Deputy Prime Minister Marles, on the other hand, warmly embraced our alliance with the United States, which he said we are deepening, as he embraced “our network of strategic partnerships in the Indo-Pacific”. But his warmest words were addressed to “the global rules-based order”, which he described as central in the “new era of strategic competition… East vs West, North vs South, democracy vs autocracy.” He gave a long defence of the “rules-based order”, seemingly untroubled by the disillusioned reaction to it in Gaza, with many made cynical by the West’s very different responses to the attacks on Ukraine and Gaza.
Marles’ speech contained many aspects of interest. On Gaza he called for “an immediate humanitarian ceasefire… and steps towards a two-state solution”, and for Israel to comply with the binding orders of the ICJ. He noted that Australia supports “the important role” of the ICJ and ICC. In contrast, he strongly criticised Russia which, he said, is waging a brutal war against Ukraine, driven not by security but a malign and violent path to reclaim lost empire, and shift the global rules-based order to one based on power alone.

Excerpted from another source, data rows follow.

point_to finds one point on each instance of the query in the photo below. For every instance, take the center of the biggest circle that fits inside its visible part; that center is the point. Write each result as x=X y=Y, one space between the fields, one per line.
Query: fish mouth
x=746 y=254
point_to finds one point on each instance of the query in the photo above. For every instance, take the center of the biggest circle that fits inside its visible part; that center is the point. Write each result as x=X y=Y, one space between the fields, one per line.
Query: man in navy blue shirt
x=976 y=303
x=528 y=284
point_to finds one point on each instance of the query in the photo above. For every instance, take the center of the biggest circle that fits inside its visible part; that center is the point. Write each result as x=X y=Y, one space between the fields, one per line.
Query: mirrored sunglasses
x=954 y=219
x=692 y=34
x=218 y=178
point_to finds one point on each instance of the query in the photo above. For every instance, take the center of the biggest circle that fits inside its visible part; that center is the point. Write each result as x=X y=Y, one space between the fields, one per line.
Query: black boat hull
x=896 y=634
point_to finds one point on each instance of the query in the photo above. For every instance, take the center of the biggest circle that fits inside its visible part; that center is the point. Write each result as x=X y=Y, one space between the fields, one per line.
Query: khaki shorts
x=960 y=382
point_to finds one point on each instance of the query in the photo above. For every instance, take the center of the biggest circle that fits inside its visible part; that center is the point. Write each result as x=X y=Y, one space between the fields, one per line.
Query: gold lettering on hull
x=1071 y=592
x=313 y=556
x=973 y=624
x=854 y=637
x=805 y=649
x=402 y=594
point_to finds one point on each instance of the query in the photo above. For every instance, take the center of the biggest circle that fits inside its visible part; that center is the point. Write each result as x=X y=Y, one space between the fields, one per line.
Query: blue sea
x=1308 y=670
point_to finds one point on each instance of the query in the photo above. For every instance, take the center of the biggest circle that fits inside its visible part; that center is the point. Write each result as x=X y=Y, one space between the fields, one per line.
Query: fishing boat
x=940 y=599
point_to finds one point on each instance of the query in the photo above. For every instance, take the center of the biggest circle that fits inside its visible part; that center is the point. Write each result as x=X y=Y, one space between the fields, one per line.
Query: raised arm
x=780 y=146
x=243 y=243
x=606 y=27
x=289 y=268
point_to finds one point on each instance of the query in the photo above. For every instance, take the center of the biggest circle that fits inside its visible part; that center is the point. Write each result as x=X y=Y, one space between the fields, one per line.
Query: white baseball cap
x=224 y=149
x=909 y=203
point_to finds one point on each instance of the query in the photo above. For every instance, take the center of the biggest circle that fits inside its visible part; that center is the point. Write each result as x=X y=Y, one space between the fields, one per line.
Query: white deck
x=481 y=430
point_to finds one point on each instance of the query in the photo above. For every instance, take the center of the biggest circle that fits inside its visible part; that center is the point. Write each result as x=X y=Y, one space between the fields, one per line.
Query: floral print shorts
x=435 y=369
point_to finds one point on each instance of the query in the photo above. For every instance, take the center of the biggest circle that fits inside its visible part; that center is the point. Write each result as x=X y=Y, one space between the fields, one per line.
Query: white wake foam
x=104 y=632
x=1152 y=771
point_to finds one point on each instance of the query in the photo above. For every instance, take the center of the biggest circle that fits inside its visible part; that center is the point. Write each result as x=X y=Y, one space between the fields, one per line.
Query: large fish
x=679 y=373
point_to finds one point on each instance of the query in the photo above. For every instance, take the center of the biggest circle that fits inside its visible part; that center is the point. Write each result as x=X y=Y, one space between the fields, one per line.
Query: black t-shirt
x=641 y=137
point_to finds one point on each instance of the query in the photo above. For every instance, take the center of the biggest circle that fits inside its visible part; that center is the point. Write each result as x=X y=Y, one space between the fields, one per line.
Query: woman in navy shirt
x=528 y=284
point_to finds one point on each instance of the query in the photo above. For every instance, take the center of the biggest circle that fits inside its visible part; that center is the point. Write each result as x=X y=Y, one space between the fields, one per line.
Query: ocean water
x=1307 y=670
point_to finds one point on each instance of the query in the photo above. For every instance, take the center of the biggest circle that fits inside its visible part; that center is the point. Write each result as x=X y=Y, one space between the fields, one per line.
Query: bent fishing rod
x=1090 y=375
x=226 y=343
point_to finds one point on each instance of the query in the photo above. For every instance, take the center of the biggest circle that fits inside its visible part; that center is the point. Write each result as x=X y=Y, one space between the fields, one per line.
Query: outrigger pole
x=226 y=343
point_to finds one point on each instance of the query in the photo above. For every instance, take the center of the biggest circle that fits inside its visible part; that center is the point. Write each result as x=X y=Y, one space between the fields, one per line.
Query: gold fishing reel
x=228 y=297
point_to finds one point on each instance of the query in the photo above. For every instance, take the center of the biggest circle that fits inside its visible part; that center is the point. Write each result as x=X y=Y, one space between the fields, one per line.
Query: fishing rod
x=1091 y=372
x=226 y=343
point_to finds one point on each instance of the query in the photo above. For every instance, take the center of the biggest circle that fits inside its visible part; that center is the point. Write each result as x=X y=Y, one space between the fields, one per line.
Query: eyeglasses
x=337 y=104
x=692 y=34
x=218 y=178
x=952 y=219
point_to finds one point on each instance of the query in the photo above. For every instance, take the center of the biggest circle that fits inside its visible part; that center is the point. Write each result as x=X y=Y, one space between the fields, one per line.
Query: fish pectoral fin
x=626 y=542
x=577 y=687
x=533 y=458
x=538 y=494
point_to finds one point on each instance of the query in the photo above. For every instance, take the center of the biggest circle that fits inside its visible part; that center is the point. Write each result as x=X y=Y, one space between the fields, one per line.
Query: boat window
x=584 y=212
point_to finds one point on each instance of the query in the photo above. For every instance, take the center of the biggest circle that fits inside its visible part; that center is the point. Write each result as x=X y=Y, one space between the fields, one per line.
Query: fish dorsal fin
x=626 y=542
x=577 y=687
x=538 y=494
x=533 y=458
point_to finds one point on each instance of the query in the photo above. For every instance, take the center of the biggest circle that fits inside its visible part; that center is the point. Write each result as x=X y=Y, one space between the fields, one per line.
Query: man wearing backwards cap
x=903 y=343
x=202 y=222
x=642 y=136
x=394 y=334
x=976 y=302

This strident condemnation of Russia’s role in the world is in striking contrast with his treatment of China, which he described as “a great power whose culture, innovation and drive benefit the world in so many ways… Chinese officials now staff, and increasingly lead, multilateral institutions that perform the core functions of the global rules based order.” Marles said that China must accept that as it steps up to a larger role it will be subject to greater scrutiny, thus making it all the more important that it sets a counter example to the malign Russia in regard to agreed rules and norms. “There is no indelible hostility to China”, he says, and calls on China to make it clear that it does not support Russia’s invasion of Ukraine. This would generate “a huge vote of confidence in Chinese regional and global leadership… Confidence – and indeed trust – in Chinese intent will be the single most important ingredient to the maintenance of the global rules-based order”.
Marles goes on to criticise actions by Chinese vessels in the West Philippine Sea and towards Taiwan, and brushes with an Australian vessel and helicopter, but wants “to stress that the great bulk of the PLA’s interactions with the ADF are safe and professional”. Contrasting with the glowing references in his speech to our alliance with the United States, his final paragraph, which calls for respect for sovereignty and international law, contains references which appear critical of positions taken by some in the US. He says that “a stable and sustainable strategic order in the Indo-Pacific cannot be contingent on the internal order of states” (think of Biden’s democracy vs autocracy), or on “illegitimate concepts” such as containment (think of some US military views)”. Overall it is an interesting treatment of China, which invites attention and analysis, particularly in the light of the imminent visit of the Chinese Premier to Australia.